Он отчаянно и путано хватает руками контрабас, затем оставляет его, обессиленно сидит в своем кресле и наливает пиво.
…Я ремесленник. В душе я ремесленник. Я не музыкант. Я наверняка не более музыкален, чем вы. Я люблю музыку. Я смогу определить, когда струна неправильно настроена, и могу определить разницу между полутоном и тоном. Но я не могу сыграть ни одной музыкальной фразы. Я не могу красиво сыграть ни единого звука… — а она только открывает свой рот, и все, что исходит из него, прекрасно. И пусть она сделает тысячу ошибок, это все равно великолепно! И дело вовсе не в инструменте. Вы думаете, что Франц Шуберт начал свою 8 симфонию с инструмента, на котором нельзя сыграть красиво? Плохо, же вы думаете о Шуберте! — Но я этого не могу. Все дело во мне.
Технически я сыграю вам все. Технически я получил великолепную подготовку. Технически, если я захочу, я сыграю вам любую сюиту Боттесини, а это Паганини контрабаса, и существует немного таких, которые могли бы их сыграть вместе со мной. Технически, если бы я действительно когда-нибудь репетировал, но я никогда не репетирую, потому что для меня в этом нет никакого смысла, потому что у меня здесь не хватает субстанции, потому что, если вам это не слишком помешает, понимаете, во внутреннем, в музыкальном — и я могу об этом судить, потому что не столь уж ее не хватает, для этого ее еще вполне достаточно — и в этом я отличаюсь от других положительно, — я обладаю контролем над собой, я еще знаю, слава Богу, что я собой представляю и чего я собой не представляю, и если я в тридцать пять лет, будучи пожизненным служащим, сижу в Государственном оркестре, то я не такой уж бестолковый, чтобы, как некоторые другие, думать, что я гений! Гений в личине служащего! Непризнанный, обреченный до смерти оставаться служащим гений, который играет на контрабасе в Государственном оркестре…
Я мог бы учиться игре на скрипке, если уж об этом зашла речь, композиции или дирижерству. Но желания для этого мало. Одного желания достаточно лишь для того, чтобы я скрипел на инструменте, который я терпеть не могу, так, что другие просто не замечают, насколько я плохо играю. Зачем я это делаю?
Он неожиданно начинает кричать.
…Почему нет!? Почему мне должно быть лучше, чем вам? Да, вам! Вы бухгалтер! Экспортный консультант! Фотолаборантка! Вы дипломированный юрист!..
В своем волнении он подошел к окну и распахнул его настежь. Внутрь врывается уличный шум.
…Или вы, как и я, принадлежите к привилегированному классу тех, кто может еще работать своими руками? Возможно, что вы как раз один из тех, что по восемь часов ежедневно дробите вон там отбойным молотком бетонный пол. Или один из тех, кто постоянно, в течение восьми часов, бросает мусорные бачки в мусоровоз, чтобы вытрясти из них мусор. Соответствует это вашим талантам? Было бы задето ваше самолюбие тем, что кто-то забрасывает мусорный бачок в мусоровоз лучше, чем вы? И вы так же наполнены идеализмом и самоотверженной отдачей на вашей работе, как и я? Я нажимаю на четыре струны пальцами левой руки до тех пор, пока на них не выступает кровь; и я вожу по ним смычком из конского волоса до тех пор, пока правая рука не онемеет; и этим самым я произвожу тот звук, который необходимо производить, звук. Единственное, что отличает меня от вас, — я постоянно надеваю на работу фрак…
Он закрывает окно.
…А фрак, его выдают. Только к рубашке, о которой я должен позаботиться сам. И после этого мне приходится переодеваться.
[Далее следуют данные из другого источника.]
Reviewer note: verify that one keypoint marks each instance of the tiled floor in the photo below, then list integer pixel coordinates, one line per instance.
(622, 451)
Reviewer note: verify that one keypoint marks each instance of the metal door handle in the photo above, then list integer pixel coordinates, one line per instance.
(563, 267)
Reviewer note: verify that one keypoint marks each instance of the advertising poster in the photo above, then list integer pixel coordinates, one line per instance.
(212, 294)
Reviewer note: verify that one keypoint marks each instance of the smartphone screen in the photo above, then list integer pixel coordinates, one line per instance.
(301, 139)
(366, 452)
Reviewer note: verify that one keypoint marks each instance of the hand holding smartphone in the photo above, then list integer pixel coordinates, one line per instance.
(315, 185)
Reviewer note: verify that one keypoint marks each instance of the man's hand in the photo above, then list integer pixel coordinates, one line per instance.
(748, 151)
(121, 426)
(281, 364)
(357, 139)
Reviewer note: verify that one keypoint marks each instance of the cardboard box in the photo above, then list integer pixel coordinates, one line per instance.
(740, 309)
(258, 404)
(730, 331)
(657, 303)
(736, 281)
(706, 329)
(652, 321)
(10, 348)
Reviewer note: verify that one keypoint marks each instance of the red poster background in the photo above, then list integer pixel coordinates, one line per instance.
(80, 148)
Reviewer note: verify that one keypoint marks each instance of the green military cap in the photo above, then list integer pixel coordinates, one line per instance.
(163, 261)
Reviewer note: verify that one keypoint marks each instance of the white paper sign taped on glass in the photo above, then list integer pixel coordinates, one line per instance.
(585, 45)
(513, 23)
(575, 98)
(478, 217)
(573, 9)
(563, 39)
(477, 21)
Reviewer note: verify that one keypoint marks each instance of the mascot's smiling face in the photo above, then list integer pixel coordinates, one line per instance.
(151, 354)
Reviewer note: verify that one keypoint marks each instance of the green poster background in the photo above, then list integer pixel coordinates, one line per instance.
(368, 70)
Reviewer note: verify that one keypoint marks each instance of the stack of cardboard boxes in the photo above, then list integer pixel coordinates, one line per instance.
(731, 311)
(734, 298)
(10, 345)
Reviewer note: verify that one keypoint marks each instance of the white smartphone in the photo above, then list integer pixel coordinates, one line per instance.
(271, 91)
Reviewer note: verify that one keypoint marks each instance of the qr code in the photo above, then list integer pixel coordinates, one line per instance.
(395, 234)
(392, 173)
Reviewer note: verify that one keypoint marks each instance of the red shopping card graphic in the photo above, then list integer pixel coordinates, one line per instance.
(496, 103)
Извините. Я разволновался. Я не собирался волноваться. Я не хотел вас обидеть. Каждый стоит на своем месте и делает то, что умеет. И не нас нужно спрашивать, как он туда попал, почему он остался там и…
Иногда у меня возникают действительно свинские мысли, извините. Только что, когда я представил перед собой Сару, как контрабас, ее, женщину моей мечты представил перед собой, словно контрабас. Ее, ангела, который, в музыкальном смысле так далеко впереди от меня… парит… представить ее себе в виде дурацкого ящика от контрабаса, который я трогаю своими дурацкими ороговевшими пальцами и глажу своим вшивым дурацким смычком… Тьфу, черт, это свинские мысли, они пронзают меня с упоением, иногда, когда я думаю, неотвратимо подталкивая к действию. Когда я думаю, моя фантазия подхватывает меня, словно крылатый конь, и несет галопом.